SQLite over Postgres. A single-file database means zero connection pooling, zero replication, and deployment is a bind mount. The cost is write contention: the scraper and the API share the same file, and under heavy load SQLite's single-writer lock becomes the bottleneck. For the current user count (a few hundred), it holds. The day it doesn't, I swap the SQLAlchemy connection string and everything else stays the same.

Redis as glue, not state. Redis handles two jobs: pub/sub for real-time notification fanout, and backend rate limiting via slowapi. I deliberately avoid using it as a cache layer or session store. If Redis restarts, the only thing lost is in-flight messages. The scraper re-publishes on the next cycle anyway. That simplifies recovery to "restart the container."

Celery for fan-out, not for the scraper. The scraper itself is pure asyncio: asyncio.gather() with per-domain semaphores. Celery only enters the picture after a listing is persisted, to match users and dispatch notifications across three channels. Keeping the scraper out of Celery avoids the overhead of serializing DataFrames through a broker and keeps the hot loop tight.
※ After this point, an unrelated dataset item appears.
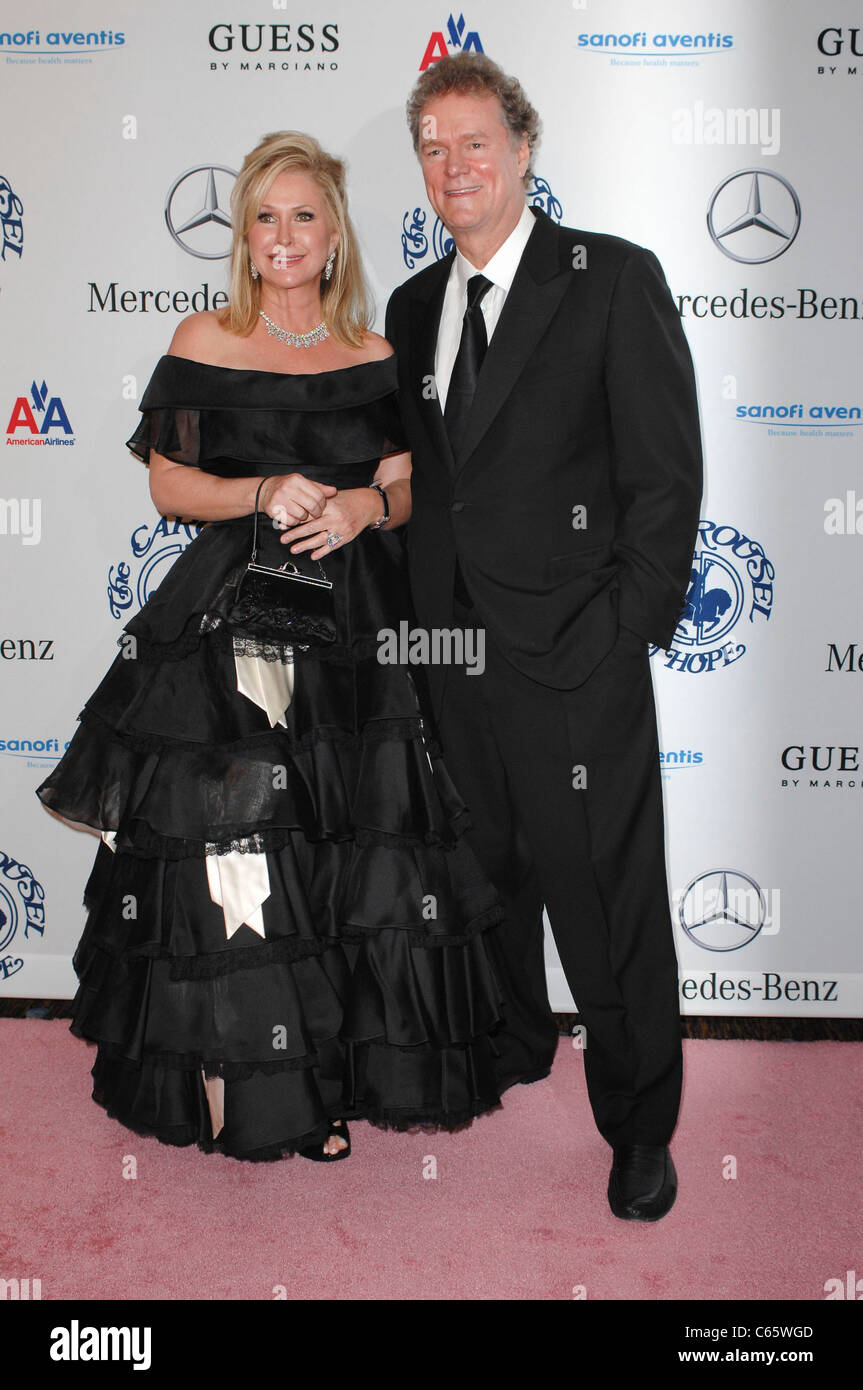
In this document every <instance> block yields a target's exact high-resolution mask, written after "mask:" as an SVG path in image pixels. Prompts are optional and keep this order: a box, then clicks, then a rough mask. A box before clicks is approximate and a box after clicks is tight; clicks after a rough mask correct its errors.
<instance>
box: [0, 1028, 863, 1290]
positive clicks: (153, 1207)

The architecture bet is that a single SQLite file, a single Redis instance, and one async loop can serve hundreds of users. So far, it does.

Where the difficulty actually lives

The scraping code itself is the easy part. Every platform yields with enough patience. The hard problems are operational. De-duplication across five sites with inconsistent data shapes: is this the same flat listed on Pararius and Huurzone, or two different units in the same building? I solve that with URL uniqueness as the primary key and title + price + location as a secondary fingerprint. Rate discipline against upstream APIs: rotating user agents, respecting per-domain concurrency limits, and backing off on 429s rather than burning IPs. And notification reliability: Discord rate-limits DMs at 50 per second, Telegram has its own caps, and SMTP connections can stall. Each channel gets its own Celery task with independent retry logic.

Dashboard showing live listing feed Discord notification with listing embed

What I'm taking from this

Building Rental Bird taught me that the gap between "script that works on my machine" and "service that works for paying users" is almost entirely operational: error recovery, rate limiting, state management, and the discipline to keep the moving parts few enough that one person can reason about the failure modes. The notification pipeline is uninteresting code; making it deliver every time, within a minute, against rate-limited upstreams on a €5/month VPS. That's the actual product.